Madgi Allam a Tortolì, Michela Murgia: “No al patrocinio del Comune”

Esplode la polemica sul patrocinio concesso dal Comune di Tortolì alla presentazione del nuovo libro di Magdi Cristiano Allam, “Islam, siamo in guerra”. La scrittrice Michela Murgia ha attaccato duramente dalla sua pagina Facebook: “Il sindaco motiva il patrocinio dicendo che “l’amministrazione intende promuovere l’integrazione tra persone di altre culture e religioni residenti nel comune di Tortolì”. Seriamente, ha detto così. A chi mi chiede se non ho paura delle condizioni non democratiche della vita in Cina (la scrittrice è in partenza per la Cina, ndr) rispondo che la Cina è messa di sicuro male, ma non è che anche a casa mi senta proprio in una botte di ferro”. La presentazione del libro è organizzata dall’associazione Amici di Magdi Cristiano Allam e il patrocinio è stato chiesto dall’ex sindaco di Gairo Roberto Marino Marceddu, che ha replicato duramente: “Con una malriuscita e grave ilarità tenta di far apparire contraddittorio quanto esposto in relazione alla volontà dell’Amministrazione di promuovere l’integrazione tra culture e religioni diverse. La volontà dell’Amministrazione è certo quella di favorire giusti processi di integrazione, ma, in un quadro di regole definite e certe che tutti, compresi i migranti, devono impegnarsi a rispettare”.

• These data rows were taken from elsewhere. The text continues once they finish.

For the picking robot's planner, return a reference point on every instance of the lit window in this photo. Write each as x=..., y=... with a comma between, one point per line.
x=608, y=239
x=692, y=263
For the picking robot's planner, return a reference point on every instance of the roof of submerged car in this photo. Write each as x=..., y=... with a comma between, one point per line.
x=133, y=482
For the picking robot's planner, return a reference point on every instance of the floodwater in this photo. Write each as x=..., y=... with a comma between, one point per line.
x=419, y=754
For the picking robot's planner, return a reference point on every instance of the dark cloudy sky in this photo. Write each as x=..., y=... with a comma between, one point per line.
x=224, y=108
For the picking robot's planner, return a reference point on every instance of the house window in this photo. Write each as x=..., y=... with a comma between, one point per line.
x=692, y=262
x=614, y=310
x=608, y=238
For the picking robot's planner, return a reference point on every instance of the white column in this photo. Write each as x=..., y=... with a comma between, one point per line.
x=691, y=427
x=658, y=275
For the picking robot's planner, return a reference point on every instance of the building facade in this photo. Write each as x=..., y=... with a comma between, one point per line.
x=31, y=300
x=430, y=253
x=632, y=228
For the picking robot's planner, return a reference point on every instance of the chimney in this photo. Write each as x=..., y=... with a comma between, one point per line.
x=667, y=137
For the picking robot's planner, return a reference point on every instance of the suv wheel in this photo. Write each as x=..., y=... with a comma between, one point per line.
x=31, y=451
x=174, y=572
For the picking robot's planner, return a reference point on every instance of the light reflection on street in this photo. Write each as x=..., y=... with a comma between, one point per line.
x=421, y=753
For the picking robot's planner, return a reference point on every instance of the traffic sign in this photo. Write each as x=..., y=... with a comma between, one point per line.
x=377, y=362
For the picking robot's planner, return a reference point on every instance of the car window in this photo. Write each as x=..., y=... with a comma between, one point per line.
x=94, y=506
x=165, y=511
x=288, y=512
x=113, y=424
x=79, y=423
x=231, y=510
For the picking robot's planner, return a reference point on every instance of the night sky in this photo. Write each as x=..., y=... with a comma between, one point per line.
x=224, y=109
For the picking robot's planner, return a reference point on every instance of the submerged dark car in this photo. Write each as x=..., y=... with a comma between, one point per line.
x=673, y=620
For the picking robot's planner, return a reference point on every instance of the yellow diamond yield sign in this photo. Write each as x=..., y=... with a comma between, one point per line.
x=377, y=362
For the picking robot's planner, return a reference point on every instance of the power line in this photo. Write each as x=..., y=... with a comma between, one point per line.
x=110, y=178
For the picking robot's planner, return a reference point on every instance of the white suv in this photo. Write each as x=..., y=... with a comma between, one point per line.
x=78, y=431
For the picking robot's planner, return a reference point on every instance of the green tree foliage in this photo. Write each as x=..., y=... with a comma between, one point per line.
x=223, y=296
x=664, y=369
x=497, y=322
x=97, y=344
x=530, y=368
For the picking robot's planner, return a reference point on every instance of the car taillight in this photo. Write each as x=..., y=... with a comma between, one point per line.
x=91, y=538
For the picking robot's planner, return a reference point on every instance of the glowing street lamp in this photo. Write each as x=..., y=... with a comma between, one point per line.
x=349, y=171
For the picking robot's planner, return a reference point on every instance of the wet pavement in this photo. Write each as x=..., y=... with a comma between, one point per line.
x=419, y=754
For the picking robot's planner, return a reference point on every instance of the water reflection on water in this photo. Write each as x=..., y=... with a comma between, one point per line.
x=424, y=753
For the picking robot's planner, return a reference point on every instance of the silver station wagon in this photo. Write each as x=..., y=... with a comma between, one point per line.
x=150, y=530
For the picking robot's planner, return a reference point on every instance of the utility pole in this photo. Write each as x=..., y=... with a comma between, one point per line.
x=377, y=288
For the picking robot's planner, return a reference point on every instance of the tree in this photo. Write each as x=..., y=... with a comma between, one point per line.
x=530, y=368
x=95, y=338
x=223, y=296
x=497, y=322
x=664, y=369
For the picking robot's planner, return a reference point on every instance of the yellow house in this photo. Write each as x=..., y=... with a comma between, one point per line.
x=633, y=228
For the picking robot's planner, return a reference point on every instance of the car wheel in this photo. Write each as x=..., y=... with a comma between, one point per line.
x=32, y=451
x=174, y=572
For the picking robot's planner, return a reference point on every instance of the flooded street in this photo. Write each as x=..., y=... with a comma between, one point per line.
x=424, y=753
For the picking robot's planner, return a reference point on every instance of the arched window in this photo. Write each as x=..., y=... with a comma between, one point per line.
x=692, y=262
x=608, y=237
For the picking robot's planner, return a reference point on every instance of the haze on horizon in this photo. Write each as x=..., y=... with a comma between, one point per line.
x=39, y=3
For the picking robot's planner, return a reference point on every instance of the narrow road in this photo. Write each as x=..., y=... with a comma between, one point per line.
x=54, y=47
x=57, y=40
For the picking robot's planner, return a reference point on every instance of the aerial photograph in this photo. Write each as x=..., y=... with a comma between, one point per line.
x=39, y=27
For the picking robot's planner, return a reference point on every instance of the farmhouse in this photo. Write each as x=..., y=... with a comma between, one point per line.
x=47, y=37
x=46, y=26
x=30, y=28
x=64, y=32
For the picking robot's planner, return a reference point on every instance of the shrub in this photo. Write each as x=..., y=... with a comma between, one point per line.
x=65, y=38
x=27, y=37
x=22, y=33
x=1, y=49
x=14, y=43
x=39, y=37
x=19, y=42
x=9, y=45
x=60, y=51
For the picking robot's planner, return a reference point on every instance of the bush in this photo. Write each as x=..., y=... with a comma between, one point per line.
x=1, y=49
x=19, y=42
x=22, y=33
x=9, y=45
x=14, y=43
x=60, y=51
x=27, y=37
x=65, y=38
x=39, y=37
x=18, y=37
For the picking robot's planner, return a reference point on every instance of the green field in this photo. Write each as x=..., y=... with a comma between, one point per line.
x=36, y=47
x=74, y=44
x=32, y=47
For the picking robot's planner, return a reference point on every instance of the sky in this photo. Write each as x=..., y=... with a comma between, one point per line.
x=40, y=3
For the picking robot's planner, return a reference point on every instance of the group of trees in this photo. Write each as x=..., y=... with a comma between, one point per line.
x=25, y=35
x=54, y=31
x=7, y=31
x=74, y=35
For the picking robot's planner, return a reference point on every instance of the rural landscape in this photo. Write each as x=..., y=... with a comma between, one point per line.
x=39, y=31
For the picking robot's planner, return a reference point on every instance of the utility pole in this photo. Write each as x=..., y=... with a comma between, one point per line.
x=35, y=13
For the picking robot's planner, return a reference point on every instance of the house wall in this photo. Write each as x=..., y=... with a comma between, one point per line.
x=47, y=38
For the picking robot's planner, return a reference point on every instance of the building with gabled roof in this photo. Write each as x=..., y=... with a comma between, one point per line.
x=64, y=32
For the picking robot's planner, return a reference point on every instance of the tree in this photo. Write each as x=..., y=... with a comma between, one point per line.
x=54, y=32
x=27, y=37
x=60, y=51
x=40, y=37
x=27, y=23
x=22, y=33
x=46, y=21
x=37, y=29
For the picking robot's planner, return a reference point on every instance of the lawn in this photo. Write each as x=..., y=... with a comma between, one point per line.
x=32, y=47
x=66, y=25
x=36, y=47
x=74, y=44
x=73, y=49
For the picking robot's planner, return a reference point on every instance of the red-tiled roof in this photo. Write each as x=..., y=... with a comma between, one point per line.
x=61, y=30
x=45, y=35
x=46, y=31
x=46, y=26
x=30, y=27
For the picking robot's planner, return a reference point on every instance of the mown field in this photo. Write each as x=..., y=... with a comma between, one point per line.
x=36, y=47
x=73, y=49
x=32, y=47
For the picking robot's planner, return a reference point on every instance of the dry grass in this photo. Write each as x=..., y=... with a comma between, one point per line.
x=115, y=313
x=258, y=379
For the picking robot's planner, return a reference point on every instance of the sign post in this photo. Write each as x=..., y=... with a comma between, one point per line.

“Magdi non vuole terrorizzare”, prosegue Marceddu, “ma rappresentare la realtà della cultura islamica e provenendo da quella cultura può farlo molto meglio della Murgia: il suo libro Islam, siamo in guerra testimonia quanto già affermato a proposito sia da Papa Francesco che da Hollande e dal Segretario di Stato statunitense. La Murgia ha dimostrato, nonostante si eriga a presunta intellettuale, di non possedere alcuna apertura mentale e si è relegata nell’ambito di una minoranza violenta nei modi comportamentali che vorrebbe impedire agli altri di parlare per affermare solo il suo pensiero: non per nulla effettua considerazioni a sproposito sulla Cina, ove, al pari dell’altra sponda del Mediterraneo ove prevale la cultura islamica, è risaputo che non si può certo contare sulla libertà di parola ed è censurato anche Skype.
Se si è adeguata a questi modelli culturali repressivi e basati sulla censura, visto che le piacciono così tanto, può davvero rimanersene in Cina: alla maggior parte di noi sardi non mancherà di sicuro, anzi”.